Podobnego zdania jest część przywódców państw unijnych.
- Jeśli chcesz należeć do klubu, to musisz przestrzegać zasad, a te zasady są tu bardzo jasne - ocenił rezolucję europarlamentu premier Belgii Alexander De Croo. - Trudno sobie wyobrazić przekazanie Polsce nowych środków, zanim rozwiążemy te sprawę - dodał premier Holandii Mark Rutte.
Kanclerz Niemiec Angela Merkel przekazała natomiast, że wspiera stanowisko Komisji Europejskiej w sprawie Polski, ale jednocześnie dodała, że przywódcy muszą "znaleźć drogę do osiągnięcia porozumienia". Z kolei premier Węgier Viktor Orban stwierdził, że Polska w sporze Brukselą ma racje.

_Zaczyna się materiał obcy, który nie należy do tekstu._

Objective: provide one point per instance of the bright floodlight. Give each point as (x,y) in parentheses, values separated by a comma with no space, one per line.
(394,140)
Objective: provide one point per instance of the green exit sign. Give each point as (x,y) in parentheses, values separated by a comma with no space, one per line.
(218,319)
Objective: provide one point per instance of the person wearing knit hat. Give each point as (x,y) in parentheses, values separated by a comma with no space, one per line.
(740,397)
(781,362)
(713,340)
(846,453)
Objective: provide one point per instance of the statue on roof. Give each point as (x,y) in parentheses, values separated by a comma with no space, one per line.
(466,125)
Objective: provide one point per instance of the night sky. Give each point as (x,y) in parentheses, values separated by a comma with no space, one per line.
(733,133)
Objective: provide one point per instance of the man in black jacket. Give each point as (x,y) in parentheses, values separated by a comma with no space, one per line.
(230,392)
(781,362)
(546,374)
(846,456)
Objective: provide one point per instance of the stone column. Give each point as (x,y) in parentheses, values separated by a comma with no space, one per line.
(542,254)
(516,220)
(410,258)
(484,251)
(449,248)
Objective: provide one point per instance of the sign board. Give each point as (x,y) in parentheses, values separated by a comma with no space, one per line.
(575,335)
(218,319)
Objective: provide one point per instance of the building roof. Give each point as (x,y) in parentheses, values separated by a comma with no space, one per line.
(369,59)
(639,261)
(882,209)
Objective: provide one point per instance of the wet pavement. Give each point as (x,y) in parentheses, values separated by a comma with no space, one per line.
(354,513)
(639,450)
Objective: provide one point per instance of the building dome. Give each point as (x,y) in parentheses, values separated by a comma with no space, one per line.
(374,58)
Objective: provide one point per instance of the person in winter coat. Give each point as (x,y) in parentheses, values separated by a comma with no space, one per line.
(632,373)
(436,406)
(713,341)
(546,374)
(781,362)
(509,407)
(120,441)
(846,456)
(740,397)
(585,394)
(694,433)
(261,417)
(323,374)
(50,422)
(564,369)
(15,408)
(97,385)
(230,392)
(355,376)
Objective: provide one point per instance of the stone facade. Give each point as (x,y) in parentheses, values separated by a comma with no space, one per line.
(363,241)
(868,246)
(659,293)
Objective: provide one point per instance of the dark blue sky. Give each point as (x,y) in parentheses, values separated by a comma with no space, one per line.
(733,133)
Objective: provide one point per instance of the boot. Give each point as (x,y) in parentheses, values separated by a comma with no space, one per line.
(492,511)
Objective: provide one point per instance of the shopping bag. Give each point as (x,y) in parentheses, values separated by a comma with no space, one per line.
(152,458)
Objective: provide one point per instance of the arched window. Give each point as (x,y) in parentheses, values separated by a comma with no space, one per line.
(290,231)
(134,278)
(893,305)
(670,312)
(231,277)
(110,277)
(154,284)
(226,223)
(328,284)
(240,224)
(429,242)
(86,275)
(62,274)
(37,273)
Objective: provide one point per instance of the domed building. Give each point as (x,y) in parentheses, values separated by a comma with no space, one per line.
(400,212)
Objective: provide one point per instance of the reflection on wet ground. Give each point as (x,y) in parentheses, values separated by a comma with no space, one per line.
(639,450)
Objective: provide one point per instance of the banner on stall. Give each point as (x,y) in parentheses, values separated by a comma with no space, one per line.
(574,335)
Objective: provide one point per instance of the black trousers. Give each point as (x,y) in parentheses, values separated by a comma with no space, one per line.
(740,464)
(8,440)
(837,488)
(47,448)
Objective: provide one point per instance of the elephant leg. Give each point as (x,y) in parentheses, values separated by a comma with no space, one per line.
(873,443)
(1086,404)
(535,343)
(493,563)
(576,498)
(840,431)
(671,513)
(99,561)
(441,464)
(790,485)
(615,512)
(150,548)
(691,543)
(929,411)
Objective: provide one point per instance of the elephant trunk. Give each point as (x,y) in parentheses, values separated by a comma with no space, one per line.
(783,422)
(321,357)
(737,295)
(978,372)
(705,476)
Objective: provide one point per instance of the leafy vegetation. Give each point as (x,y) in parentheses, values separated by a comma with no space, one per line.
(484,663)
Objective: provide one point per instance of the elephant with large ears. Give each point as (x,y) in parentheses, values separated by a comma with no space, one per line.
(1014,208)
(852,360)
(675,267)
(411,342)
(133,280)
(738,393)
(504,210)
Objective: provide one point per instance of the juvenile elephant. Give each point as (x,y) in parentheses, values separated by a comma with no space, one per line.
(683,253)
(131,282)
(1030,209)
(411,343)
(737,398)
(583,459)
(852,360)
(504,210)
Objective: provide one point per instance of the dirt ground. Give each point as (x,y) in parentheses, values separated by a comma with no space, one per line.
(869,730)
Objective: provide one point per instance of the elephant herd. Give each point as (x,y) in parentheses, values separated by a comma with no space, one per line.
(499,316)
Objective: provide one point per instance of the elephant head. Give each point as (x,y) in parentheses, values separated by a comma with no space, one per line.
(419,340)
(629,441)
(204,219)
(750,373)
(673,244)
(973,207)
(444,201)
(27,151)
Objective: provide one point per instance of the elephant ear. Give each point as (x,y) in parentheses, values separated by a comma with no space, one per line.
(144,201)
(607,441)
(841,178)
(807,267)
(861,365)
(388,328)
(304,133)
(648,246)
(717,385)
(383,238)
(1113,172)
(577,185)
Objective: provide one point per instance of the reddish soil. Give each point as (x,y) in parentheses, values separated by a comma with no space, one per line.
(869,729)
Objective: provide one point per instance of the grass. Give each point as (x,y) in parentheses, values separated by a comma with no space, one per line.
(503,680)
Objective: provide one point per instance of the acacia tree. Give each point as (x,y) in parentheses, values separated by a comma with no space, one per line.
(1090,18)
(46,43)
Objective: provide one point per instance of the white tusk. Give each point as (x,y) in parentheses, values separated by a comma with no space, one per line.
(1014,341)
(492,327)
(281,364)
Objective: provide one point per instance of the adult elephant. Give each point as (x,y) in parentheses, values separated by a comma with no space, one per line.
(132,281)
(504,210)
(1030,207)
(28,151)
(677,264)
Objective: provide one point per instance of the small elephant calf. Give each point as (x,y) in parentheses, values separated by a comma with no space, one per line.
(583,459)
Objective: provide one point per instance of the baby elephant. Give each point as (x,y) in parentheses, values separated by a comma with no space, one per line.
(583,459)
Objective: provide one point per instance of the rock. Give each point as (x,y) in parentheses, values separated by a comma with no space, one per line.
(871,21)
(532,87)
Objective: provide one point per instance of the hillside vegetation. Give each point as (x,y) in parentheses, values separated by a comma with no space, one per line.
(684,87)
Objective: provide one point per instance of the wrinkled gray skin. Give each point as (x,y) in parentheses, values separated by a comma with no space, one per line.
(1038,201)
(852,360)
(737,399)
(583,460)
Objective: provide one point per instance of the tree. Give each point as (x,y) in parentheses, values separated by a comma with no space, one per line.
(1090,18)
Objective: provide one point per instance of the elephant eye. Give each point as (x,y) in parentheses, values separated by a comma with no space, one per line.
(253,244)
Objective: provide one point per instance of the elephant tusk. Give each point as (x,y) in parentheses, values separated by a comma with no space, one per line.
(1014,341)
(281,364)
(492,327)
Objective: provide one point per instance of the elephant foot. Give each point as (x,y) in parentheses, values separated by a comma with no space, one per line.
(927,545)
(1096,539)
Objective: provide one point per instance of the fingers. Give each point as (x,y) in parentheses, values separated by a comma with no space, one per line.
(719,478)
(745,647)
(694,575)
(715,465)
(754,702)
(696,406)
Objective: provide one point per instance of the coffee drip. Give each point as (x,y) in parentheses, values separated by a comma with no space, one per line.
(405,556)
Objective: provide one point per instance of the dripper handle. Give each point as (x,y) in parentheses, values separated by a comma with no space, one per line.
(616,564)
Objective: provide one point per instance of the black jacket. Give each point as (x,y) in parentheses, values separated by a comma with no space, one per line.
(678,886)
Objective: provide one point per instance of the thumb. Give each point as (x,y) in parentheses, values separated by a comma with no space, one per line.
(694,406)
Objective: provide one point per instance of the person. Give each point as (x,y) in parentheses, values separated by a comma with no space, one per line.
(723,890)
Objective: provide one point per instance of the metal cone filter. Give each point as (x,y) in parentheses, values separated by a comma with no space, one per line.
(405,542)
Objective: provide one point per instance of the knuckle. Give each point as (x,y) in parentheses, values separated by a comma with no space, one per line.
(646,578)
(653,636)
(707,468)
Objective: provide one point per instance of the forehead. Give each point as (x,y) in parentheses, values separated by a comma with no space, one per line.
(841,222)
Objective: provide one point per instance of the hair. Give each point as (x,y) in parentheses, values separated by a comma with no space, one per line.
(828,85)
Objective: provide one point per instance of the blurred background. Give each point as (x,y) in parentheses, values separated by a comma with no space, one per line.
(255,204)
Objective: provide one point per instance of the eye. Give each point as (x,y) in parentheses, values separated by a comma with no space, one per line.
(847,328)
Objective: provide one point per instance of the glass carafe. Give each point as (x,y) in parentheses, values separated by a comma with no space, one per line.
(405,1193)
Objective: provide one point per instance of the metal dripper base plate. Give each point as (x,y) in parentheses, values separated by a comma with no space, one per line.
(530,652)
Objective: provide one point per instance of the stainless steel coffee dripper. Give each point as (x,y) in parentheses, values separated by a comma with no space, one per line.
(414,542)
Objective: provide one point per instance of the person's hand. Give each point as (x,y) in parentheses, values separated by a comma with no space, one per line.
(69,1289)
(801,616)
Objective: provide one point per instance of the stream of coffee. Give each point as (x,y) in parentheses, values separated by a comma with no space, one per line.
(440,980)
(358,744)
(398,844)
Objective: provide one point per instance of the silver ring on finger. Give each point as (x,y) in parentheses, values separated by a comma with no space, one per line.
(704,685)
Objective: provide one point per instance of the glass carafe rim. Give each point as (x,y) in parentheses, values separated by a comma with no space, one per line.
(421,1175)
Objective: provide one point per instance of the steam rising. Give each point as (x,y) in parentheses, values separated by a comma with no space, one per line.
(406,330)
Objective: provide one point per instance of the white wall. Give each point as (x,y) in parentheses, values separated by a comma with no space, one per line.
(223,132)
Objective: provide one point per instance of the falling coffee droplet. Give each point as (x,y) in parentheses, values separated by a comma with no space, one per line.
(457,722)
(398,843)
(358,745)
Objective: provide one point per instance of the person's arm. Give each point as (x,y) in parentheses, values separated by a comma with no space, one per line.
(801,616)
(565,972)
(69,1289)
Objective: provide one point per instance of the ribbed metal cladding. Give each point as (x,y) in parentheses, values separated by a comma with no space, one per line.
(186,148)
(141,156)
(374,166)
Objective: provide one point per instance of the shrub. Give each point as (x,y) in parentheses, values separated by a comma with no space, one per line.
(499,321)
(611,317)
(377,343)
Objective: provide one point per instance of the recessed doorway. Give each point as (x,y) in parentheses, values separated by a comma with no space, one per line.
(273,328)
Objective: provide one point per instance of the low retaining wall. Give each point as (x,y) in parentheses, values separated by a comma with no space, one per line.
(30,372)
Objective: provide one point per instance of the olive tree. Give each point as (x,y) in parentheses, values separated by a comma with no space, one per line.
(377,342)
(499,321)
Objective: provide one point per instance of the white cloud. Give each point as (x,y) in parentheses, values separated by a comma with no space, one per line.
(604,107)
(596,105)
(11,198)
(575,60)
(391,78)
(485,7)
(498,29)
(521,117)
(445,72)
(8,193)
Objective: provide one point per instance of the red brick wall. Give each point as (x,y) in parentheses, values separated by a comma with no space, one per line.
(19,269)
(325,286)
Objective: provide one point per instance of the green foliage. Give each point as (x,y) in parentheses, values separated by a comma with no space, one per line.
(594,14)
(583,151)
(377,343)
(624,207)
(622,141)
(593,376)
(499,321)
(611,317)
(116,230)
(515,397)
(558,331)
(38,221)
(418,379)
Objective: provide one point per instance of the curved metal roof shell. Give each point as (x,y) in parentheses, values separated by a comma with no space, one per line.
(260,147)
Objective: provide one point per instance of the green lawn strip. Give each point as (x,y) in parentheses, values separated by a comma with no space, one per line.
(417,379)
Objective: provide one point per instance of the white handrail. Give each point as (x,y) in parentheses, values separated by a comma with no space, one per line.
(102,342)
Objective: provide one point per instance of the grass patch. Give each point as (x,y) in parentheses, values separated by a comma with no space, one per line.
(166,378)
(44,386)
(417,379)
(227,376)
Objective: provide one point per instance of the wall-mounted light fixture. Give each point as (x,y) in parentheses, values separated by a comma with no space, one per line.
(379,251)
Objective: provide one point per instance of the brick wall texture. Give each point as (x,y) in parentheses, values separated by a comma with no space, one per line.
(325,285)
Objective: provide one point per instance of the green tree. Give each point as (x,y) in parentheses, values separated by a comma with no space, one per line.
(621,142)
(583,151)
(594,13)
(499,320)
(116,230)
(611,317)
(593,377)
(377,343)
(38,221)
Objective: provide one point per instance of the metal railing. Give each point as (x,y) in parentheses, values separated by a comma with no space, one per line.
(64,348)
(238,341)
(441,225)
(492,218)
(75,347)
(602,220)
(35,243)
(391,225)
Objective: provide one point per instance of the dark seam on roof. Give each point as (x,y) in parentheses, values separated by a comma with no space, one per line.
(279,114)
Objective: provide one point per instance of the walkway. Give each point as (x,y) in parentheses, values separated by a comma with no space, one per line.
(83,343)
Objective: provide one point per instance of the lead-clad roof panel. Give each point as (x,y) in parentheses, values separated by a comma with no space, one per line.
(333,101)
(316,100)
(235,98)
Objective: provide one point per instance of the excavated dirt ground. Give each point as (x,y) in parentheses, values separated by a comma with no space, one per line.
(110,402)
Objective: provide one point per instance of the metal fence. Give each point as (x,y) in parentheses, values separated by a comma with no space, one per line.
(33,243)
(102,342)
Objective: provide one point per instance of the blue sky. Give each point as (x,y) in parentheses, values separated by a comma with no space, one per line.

Parlament Europejski w przyjętej rezolucji wyraża też uznanie dla protestujących Polaków. W dokumencie polski Trybunał Konstytucyjny pisany jest - co symboliczne - w cudzysłowie i określany nielegalnym. Ponadto zdaniem eurodeputowanych ostatni wyrok Trybunału to "atak na całą europejską wspólnotę wartości i praw".
Z rezolucją i zawartą w niej opinią o wyroku TK nie zgadza się premier Mateusz Morawiecki. - Nie ma nawet zakwestionowania poszczególnych artykułów traktatów - podkreśla szef rządu.
Jednak w orzeczeniu Trybunału Konstytucyjnego można przeczytać, że artykuł 1. i artykuł 19. Traktatu o Unii Europejskiej są niezgodne z polską konstytucją, dalej co prawda możemy przeczytać o zakresach i warunkach, ale dla Unii traktat musi być zgodny we wszystkich zakresach z konstytucjami krajowymi. Inaczej - jak mówiła przewodnicząca Komisji Europejskiej - Unia ma podcięte korzenie.
Co planuje rząd?
Na szali w sporze Polski z Brukselą są środki z funduszu odbudowy.
- Możemy spodziewać się różnych wariantów, łącznie z tym, że w tym roku samej zaliczki nie będzie - przekazał rzecznik rządu Piotr Mueller.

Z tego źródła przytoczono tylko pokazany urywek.